Talladega native Brandt Montgomery graduated from the University of Montevallo in 2007. While attending UM, he was president of freshmen forum and student government president during his senior year, as well as president of the Lambda Chi Alpha fraternity.
According to Montgomery, the Episcopal church has a “stereotype of being a ‘rich, white persons’ church,’” which stems from colonial America times.
“It was the church of the aristocratic classes in America. Because of that, in the late 1700s and 1800s, (it was) the slave-owning church,” Montgomery said. “The church is desperately trying to get over that past of being the ‘rich, white persons’ church.’”
In the dioceses’ 175-year history, only three black priests have been ordained in Alabama.

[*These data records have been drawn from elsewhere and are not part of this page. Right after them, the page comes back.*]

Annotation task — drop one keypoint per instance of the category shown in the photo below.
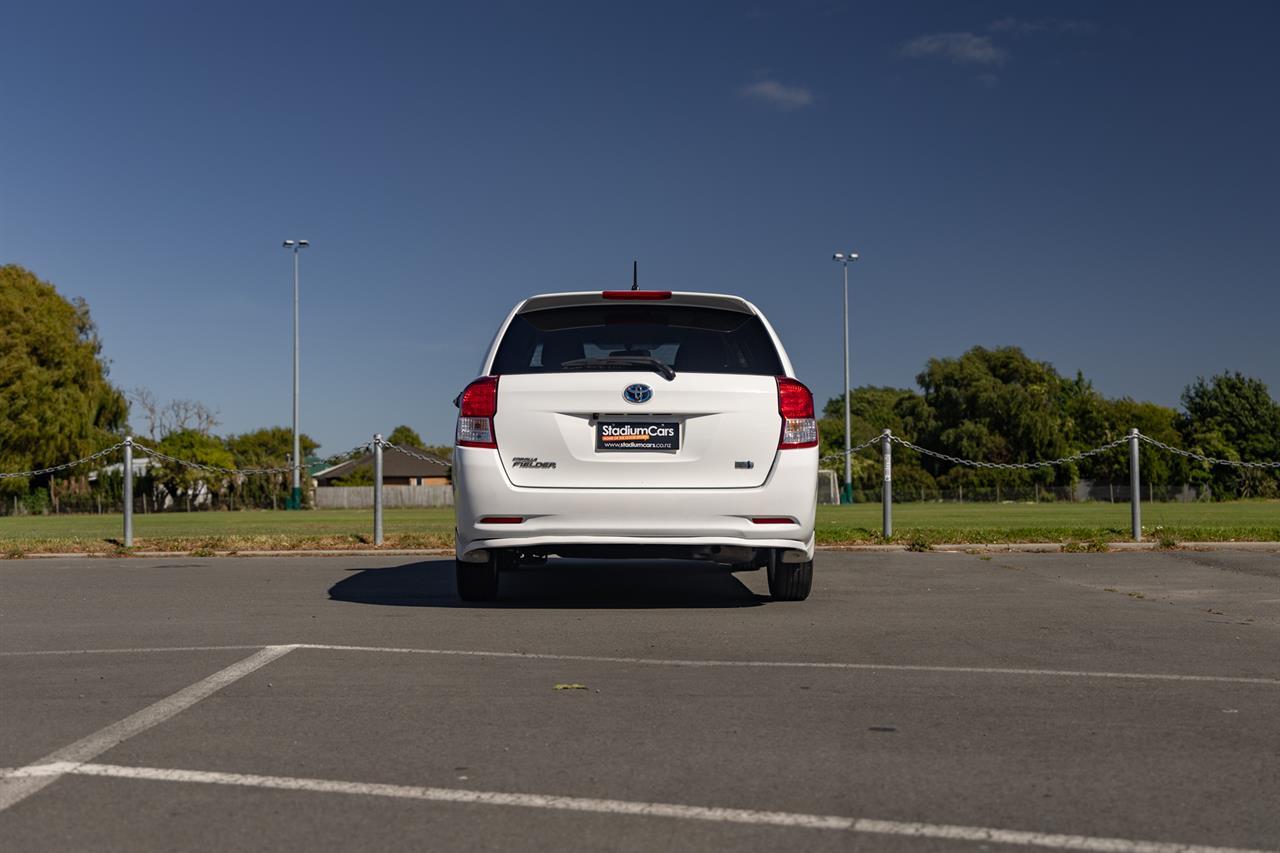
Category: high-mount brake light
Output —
(636, 295)
(795, 405)
(476, 407)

“My ordination to the priesthood was a historic moment for the life of the diocese,” Montgomery said. “I just hope to do what I can to spread the love of Jesus and say that God loves people, and I love people because God loves me.”

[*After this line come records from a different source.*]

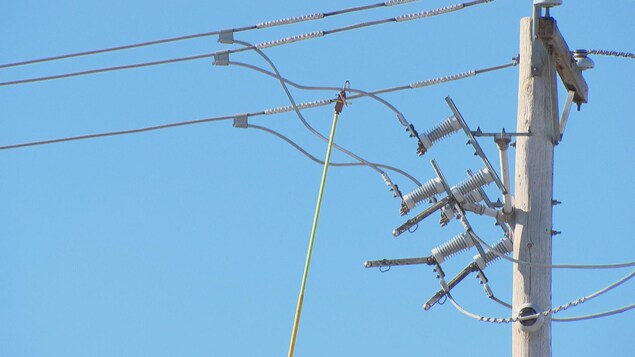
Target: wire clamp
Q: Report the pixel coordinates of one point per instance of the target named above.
(226, 36)
(221, 58)
(240, 121)
(340, 102)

Montgomery was ordained as a deacon in the Episcopal church May 27 at St. Peter’s Episcopal Church in Talladega, which is where he grew up.
Montgomery began to consider a life in the ministry when Rev. Bob Blackwell of St. Peter’s Episcopal started asking the then 14-year-old Montgomery if he considered becoming a priest. At the time, Montgomery planned to become a politician.
“Since the age of 13 or 14, I felt God pushing me away from the political world and into the world of ordained ministry and church for the people of God,” he added. “When I was in my early 20s about to graduate from Montevallo, the idea of ordained ministry was in my mind.”
Montgomery was appointed to Canterbury Episcopal Chapel on the University of Alabama campus July 1. Since the Diocese of Alabama sponsored him, by policy, Montgomery will give two years of service to the church, and he plans to remain at Canterbury Episcopal for the duration.
Montgomery, who was a music performance major at the University of Montevallo, keeps his trumpet handy.
“I’m a jazz person. I’m a big jazz lover, especially late ‘30s, ‘40s and early ‘50s jazz,” he said. “I pick up trumpet and go through jazz heads, which are tunes, and improvise on those tunes. It does a lot to revive my spirit and get me recharged to come back to the ministries of the church.”